Abstract types and interfaces for Markov chain Monte Carlo methods
https://turinglang.org/AbstractMCMC.jl
MIT License
82 stars 18 forks source link

Make `AbstractMCMC.step` function handle `rng` as part of state #116

Open yebai opened 1 year ago

yebai commented 1 year ago

For continuing MCMC sampling from a previous stopping point, we need to store the rng as part of the sampling state.

https://github.com/TuringLang/AdvancedMH.jl/blob/e1741179e2505da57945d47b7b1debbf3f0e848b/src/mh-core.jl#L83

https://github.com/TuringLang/AdvancedMH.jl/blob/e1741179e2505da57945d47b7b1debbf3f0e848b/src/mh-core.jl#L90

devmotion commented 1 year ago

Isn't that a more general issue/question that is not specific for AdvancedMH? Also with other samplers you have to save the RNG if you want to continue with exactly the same stream of random numbers. But one can easily do that by passing an explicit RNG object and storing it separately when stopping sampling, I think? I would have assumed as well that in many cases it does not matter if one continues with a different RNG or differently seeded RNG, as long as the two streams of random numbers are not correlated and e.g. the seeds are sampled randomly.

yebai commented 1 year ago

Isn't that a more general issue/question that is not specific for AdvancedMH?

Yes, this is a more general issue ideally solved by AbstractMCMC.

But one can easily do that by passing an explicit RNG object and storing it separately when stopping sampling, I think? I would have assumed as well that in many cases it does not matter if one continues with a different RNG or differently seeded RNG, as long as the two streams of random numbers are not correlated and e.g. the seeds are sampled randomly.

That works indeed for most cases. Consider a special case where we want to transfer the sampling process between machines. For example, we run a model for 10 minutes, save the states to disk and wait for the user to perform some convergence checks (or other actions). Later the user might decide to continue the sampling process for another 10 mins. Under such circumstances, we don't know how many steps of MCMC we will run under given time constraints. So the rng has to be returned and stored together with using StableRNG to guarantee full reproducibility. One natural way of "checkpointing" these rng stages is the AbstractMCMC.step function, I think.

devmotion commented 1 year ago

I think that use case is also related to https://github.com/TuringLang/AbstractMCMC.jl/issues/109.

The annoying part about handling it in step is that every sampler package has to adjust for it. I wonder if it would be sufficient to handle it in bundle_samples and pass it there, together with e.g. the final state. This seems sufficient if one uses sample. And if one uses the iterator or transducer, one handles states, RNG etc. manually anyway, so saving the RNG should be trivial?
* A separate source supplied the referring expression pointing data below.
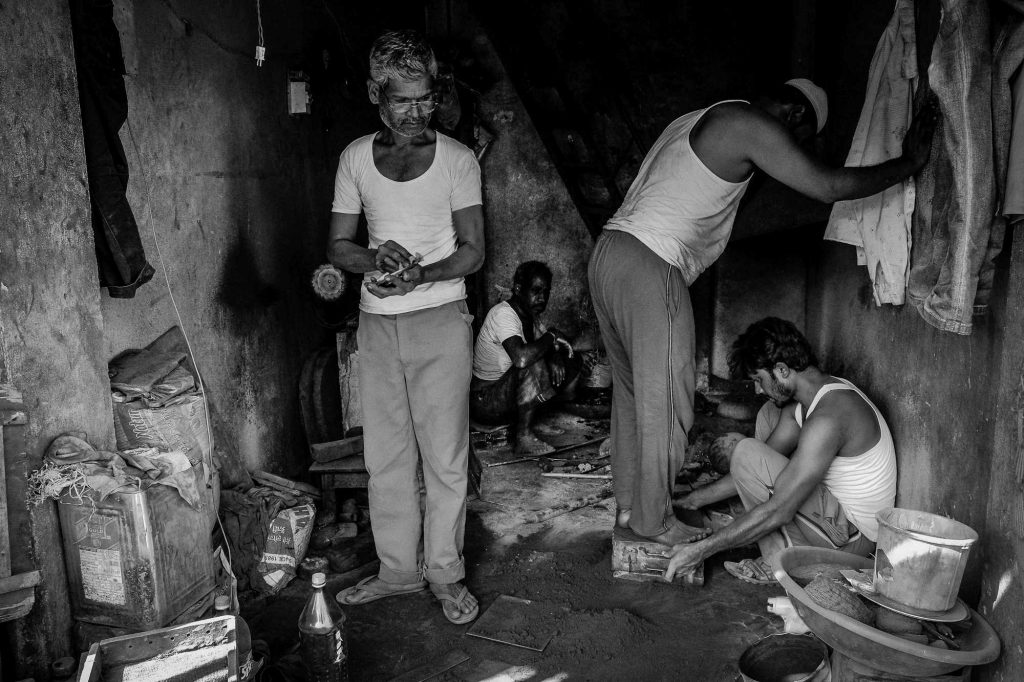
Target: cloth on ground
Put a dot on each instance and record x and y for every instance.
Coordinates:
(880, 225)
(247, 517)
(952, 245)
yebai commented 1 year ago

I wonder if it would be sufficient to handle it in bundle_samples and pass it there, together with e.g. the final state.

That could work well. We can treat these rng states as meta information and store them in chains, possibly together with other sampler states (e.g. HMC preconditioning matrix, leapfrog step size).

yebai commented 1 year ago

Related https://github.com/TuringLang/AdvancedHMC.jl/issues/314

Cc @JaimeRZP maybe we can switch to non-mutating rng, then update AbstractMCMC.step to return the new rng state.